Yechezkel Feivel ben Ze'ev Wolf (יחזקאל פיוויל בן זאב וואלף; 1755–1833) was the Maggid in Vilnius in the early 19th century and the author of several books, including Toldos Adam, a hagiography of Rabbi Zalman of Vilna, the famed brother of Chaim of Volozhin and student of the Vilna Gaon.

==Biography==
Ezekiel Feivel was born in Polangen in 1755. Early in life he filled the position of rabbi in his native town, and later at Deretschin. He then traveled as a maggid through Germany and Hungary, and, after residing for some time at Breslau, returned to Polangen and devoted himself to literary work.
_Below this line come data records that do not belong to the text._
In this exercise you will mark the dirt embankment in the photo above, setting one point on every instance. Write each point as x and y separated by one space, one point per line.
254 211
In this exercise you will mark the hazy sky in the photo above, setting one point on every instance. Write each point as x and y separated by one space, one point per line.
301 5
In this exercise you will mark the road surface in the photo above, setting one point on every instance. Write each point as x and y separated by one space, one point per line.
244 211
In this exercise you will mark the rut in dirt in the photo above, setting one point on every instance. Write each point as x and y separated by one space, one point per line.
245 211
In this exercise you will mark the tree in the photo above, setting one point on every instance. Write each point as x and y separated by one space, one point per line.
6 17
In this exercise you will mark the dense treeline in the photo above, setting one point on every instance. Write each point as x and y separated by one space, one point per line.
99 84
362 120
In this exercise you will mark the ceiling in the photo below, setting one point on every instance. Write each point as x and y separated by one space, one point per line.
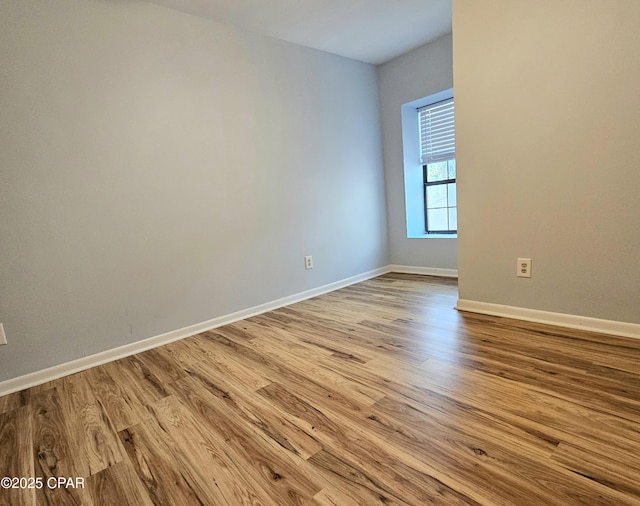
372 31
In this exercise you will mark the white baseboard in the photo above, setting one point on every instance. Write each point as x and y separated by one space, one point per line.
611 327
425 271
81 364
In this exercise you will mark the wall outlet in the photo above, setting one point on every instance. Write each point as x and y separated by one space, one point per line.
524 268
308 262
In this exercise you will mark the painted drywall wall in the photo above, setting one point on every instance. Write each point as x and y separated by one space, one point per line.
158 170
420 73
547 129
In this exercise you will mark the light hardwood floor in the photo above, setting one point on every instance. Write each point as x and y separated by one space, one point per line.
379 393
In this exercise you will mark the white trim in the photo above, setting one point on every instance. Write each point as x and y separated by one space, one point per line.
611 327
425 271
81 364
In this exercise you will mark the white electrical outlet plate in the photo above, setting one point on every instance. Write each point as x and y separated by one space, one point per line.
524 268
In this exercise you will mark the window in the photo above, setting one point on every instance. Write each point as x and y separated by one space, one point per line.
438 159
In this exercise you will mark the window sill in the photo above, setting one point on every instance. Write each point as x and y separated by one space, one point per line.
434 236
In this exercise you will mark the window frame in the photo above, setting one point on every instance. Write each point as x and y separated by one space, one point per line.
441 182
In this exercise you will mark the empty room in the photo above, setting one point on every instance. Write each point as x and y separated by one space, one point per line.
319 252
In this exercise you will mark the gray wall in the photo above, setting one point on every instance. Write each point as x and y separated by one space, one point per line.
547 129
422 72
158 170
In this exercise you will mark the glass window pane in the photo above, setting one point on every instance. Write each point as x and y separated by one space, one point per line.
453 218
452 169
437 219
436 196
451 191
436 171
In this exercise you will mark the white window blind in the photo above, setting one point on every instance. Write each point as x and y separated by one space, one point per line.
437 132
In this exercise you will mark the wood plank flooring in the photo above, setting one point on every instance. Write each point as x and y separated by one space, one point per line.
379 393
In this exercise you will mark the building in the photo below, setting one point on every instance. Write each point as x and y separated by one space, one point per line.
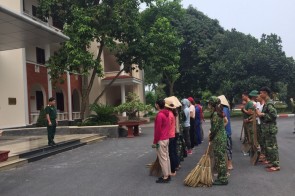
25 44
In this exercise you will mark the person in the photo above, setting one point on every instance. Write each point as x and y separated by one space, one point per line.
199 117
260 135
248 111
161 140
192 130
51 115
217 139
172 141
186 124
226 111
269 128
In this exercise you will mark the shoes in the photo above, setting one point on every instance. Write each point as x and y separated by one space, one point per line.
218 182
52 144
162 180
172 174
273 169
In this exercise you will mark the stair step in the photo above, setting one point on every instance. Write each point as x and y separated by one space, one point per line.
53 151
12 164
93 139
46 151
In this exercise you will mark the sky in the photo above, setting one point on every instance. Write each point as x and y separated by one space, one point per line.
253 17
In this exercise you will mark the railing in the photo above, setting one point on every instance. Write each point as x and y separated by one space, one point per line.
60 116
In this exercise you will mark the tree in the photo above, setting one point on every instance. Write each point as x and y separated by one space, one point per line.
162 58
109 24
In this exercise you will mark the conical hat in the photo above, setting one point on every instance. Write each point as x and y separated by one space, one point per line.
223 100
174 100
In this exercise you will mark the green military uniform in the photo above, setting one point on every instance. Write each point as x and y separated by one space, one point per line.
218 138
270 130
51 129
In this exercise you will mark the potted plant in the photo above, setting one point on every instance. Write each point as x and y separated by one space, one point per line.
132 107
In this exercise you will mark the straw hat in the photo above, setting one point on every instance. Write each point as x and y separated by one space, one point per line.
169 104
174 101
223 100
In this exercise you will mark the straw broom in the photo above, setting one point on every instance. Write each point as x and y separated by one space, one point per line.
201 175
155 169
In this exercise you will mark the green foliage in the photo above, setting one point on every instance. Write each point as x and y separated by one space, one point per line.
132 107
162 58
41 121
150 98
102 115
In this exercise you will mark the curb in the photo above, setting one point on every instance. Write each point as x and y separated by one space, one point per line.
285 115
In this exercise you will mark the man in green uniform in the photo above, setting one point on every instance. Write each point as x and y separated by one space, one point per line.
51 121
269 128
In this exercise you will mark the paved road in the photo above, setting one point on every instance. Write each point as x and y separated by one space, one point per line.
117 167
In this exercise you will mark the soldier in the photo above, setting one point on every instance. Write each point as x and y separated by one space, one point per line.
51 121
269 128
218 139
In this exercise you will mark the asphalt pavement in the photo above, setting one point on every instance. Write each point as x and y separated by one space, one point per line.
117 167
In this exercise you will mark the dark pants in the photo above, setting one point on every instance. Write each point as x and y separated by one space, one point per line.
192 132
229 148
172 154
186 136
51 133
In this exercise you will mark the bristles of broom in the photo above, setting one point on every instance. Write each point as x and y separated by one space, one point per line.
201 175
156 169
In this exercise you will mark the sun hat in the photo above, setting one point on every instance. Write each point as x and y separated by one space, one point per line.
253 93
169 104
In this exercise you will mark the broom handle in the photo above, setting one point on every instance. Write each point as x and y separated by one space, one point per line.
208 148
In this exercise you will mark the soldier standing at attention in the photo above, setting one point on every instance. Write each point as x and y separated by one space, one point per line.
51 121
269 128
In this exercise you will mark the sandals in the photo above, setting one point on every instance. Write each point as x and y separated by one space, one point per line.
273 169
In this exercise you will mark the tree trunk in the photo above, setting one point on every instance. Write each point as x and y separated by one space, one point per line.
86 88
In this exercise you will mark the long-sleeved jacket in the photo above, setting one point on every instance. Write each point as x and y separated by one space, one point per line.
186 111
162 126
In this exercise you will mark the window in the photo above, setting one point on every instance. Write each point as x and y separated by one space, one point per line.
60 101
37 68
40 53
39 100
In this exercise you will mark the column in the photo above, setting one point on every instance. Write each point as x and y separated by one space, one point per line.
69 96
123 96
47 56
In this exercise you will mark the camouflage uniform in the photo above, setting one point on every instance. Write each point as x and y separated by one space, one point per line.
270 130
218 138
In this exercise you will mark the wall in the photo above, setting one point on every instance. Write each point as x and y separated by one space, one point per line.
13 85
15 5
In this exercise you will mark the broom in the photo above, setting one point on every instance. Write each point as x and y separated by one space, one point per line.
155 169
255 146
201 175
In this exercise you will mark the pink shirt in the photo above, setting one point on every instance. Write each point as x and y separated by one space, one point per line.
172 125
162 126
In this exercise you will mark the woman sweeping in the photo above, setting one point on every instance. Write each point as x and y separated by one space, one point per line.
218 140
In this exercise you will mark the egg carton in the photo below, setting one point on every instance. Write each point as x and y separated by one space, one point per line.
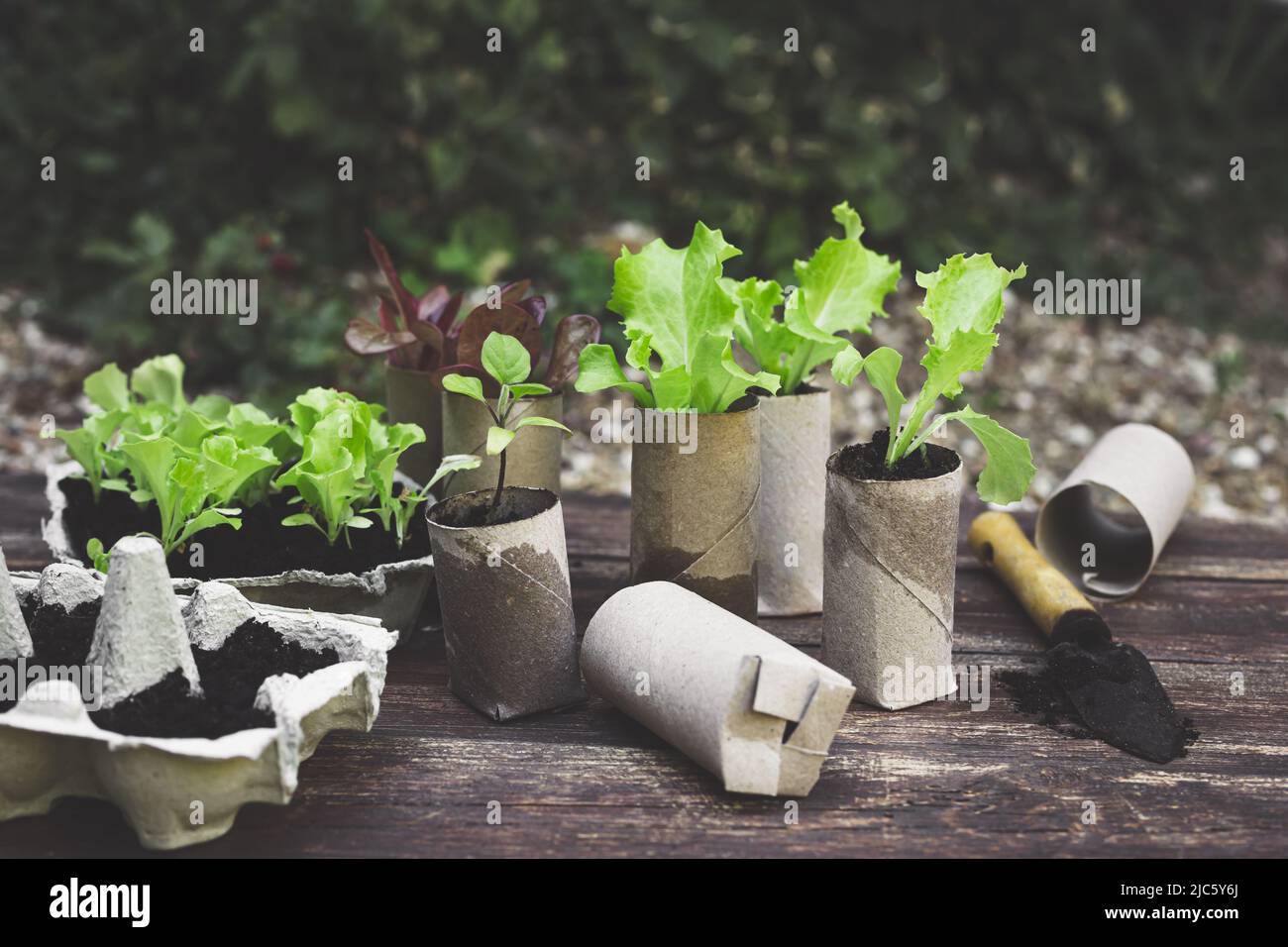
172 791
395 592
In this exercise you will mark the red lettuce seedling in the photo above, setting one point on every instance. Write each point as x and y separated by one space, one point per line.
509 365
425 334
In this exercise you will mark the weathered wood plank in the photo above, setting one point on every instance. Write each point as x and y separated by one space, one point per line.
936 780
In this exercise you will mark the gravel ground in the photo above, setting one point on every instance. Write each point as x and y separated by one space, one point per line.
1061 381
1057 380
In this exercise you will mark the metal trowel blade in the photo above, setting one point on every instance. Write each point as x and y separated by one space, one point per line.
1119 697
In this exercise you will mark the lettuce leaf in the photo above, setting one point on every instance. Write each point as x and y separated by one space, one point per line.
678 313
964 304
840 289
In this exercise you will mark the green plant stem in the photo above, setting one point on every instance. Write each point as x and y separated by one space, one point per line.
500 479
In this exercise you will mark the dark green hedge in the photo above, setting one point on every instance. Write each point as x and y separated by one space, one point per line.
475 165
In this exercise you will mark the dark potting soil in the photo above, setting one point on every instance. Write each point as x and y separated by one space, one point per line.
231 677
867 462
1131 711
475 509
263 547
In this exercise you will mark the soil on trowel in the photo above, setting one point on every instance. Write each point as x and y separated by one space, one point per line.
231 677
1129 715
867 462
263 547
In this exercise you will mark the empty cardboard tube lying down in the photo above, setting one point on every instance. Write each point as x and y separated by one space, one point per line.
751 709
1104 556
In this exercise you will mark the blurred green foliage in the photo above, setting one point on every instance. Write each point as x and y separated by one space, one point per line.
476 165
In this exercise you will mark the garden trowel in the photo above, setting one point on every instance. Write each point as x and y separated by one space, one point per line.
1109 684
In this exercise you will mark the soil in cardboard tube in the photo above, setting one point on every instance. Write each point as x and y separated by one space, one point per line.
263 547
473 510
230 677
867 462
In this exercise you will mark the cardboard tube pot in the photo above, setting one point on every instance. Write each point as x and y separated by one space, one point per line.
1109 553
511 639
531 460
889 569
751 709
795 440
695 502
411 398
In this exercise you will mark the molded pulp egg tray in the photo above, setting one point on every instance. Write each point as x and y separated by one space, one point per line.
180 709
394 591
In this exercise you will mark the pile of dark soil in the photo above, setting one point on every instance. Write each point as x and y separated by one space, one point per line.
867 462
230 681
263 547
1136 724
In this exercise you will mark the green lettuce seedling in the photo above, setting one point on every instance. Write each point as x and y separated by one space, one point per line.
347 459
205 460
191 488
675 311
964 304
507 361
838 290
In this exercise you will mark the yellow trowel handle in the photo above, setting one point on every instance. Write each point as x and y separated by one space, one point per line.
1051 600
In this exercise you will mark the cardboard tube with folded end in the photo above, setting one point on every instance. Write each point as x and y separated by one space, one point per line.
889 569
507 622
695 505
531 460
1107 556
795 440
412 398
751 709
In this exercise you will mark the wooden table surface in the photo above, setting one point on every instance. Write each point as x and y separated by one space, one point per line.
936 780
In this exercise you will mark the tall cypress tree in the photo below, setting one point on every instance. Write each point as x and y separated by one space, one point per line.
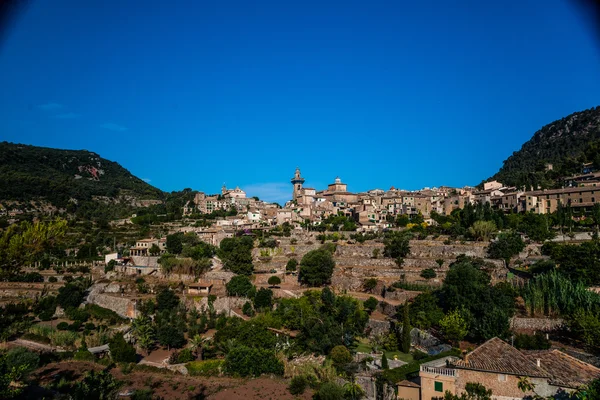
384 362
406 330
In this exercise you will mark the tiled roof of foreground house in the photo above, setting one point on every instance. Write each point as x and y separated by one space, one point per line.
496 355
559 368
565 371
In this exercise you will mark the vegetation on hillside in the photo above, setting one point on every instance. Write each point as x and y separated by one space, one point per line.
566 144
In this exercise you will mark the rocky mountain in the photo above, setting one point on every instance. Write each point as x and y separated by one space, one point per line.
67 178
566 144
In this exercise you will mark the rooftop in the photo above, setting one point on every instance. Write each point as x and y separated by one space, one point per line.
496 355
565 371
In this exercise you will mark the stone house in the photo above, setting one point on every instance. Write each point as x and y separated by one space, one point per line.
499 367
143 246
In 1811 he was appointed rabbi to the community of Vilna, which position he filled until his death.

==Reception and Analysis of Toldos Adam==
Feivel's magnum opus, the biography Toldos Adam, achieved singular success in the rabbinic world. It is one of the few biographies which is cited in halachic works, including those of such leading scholars as Rabbi Akiva Eiger, Rabbi Ephraim Zalman Margolioth, and Rabbi Joseph Saul Nathansohn. However, Feivel was criticized by various rabbinic authorities, including Rabbi Zvi Hirsch Chajes and Rabbi Chaim Elazar Spira, for plagiarization and falsifying sources.

It has been demonstrated that large parts of Toldos Adam were lifted verbatim from the works of leading Maskilim such as Moses Mendelssohn and Naphtali Hirz Wessely, though not attributed to them.

==Works==
- "Musar haskel" (1790)
- "Toledot adam" (1808)
- Bi'ure MaRIF, glosses on the Midrash Rabba.